Following re-equipment in Australia, Jackson led No. 75 Squadron back to New Guinea, arriving at Milne Bay on 25 July 1942 in company with another Kittyhawk unit, No. 76 Squadron. During the Battle of Milne Bay, Jackson's squadron was engaged in air defence against Japanese raiders and offensive strikes against convoys and other targets in support of Australian ground forces. On 25 August, the Kittyhawks launched an attack on enemy barges at Goodenough Island that resulted in all seven vessels being set on fire without the loss of any aircraft. The next day, Jackson personally led two of his unit's five concerted strafing assaults on the main Japanese convoy approaching Milne Bay. On 27 August, he and a fellow pilot each claimed a Zero; the Japanese fighters had been focussing on machine-gunning one of their own aircraft that had crash-landed following combat with a USAAF B-26 Marauder, presumably to prevent it falling into Allied hands, and were 'bounced' by the Australian pilots. His victory made Jackson an ace, the first from the RAAF in New Guinea. By 28 August, Japanese troops were threatening to overrun the RAAF airfield at Milne Bay, and the Kittyhawk squadrons were ordered to withdraw to Port Moresby for one night. Returning to Milne Bay the next day, Jackson's plane developed trouble and he had to ditch on the coast; with the help of New Guinea natives, he reached Port Moresby by boat three days later. By 7 September the Japanese had withdrawn their troops from the Milne Bay area; Generals Sydney Rowell and Cyril Clowes both described the efforts of Nos. 75 and 76 Squadrons as "the decisive factor" in repulsing the invading forces.
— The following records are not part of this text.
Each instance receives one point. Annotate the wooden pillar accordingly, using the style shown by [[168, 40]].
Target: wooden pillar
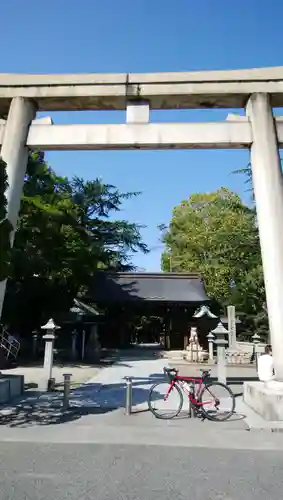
[[186, 332], [168, 329]]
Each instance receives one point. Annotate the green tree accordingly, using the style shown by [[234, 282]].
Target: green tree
[[64, 234], [216, 235], [5, 225]]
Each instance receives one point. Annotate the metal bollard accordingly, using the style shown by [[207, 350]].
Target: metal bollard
[[129, 394], [67, 388]]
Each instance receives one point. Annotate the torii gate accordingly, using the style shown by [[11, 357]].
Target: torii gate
[[256, 90]]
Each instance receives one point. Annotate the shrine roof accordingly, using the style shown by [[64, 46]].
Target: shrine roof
[[151, 287]]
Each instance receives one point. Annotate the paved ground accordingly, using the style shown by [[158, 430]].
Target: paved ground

No. 75 Squadron was redeployed to Horn Island, Queensland, in September 1942, and Jackson handed over command to Squadron Leader John Meehan the following January. In recognition of his "courage and leadership" in New Guinea, Jackson was awarded the Distinguished Flying Cross (DFC), which was promulgated in the London Gazette on 26 March 1943. Having served in staff positions in Australia during the year, he was appointed wing leader of No. 78 (Fighter) Wing, a component of the newly formed No. 10 Operational Group, in December 1943. The wing participated in Operations Reckless and Persecution, the assault on Hollandia and Aitape that opened the Western New Guinea campaign, in April 1944. This was followed by the attack on Noemfoor, commencing in June. Jackson was promoted to acting wing commander in September 1944. Completing his tour with No. 78 Wing in December, he was posted to No. 8 Operational Training Unit, New South Wales, as chief flying instructor. In March 1945, Jackson was awarded a bar to his DFC for "determined and successful attacks on enemy installations and shipping". That June, he took command of Air Defence Headquarters in Madang.

== Post-war career ==
Jackson continued to lead Air Defence Headquarters in Madang following the end of hostilities, before his commission was terminated in Brisbane on 8 February 1946. Returning to the garage business in rural Queensland, he ran Active Service Motors at Roma and Western Queensland Motors in St George. He married Cynthia Molle at St Andrew's Presbyterian Church, Southport, on 25 January 1947; the couple had three sons. Predeceased by his wife in 1974, Jackson died of a cerebral hemorrhage at Southport on 17 February 1980. He was survived by his children, and cremated in an Anglican ceremony.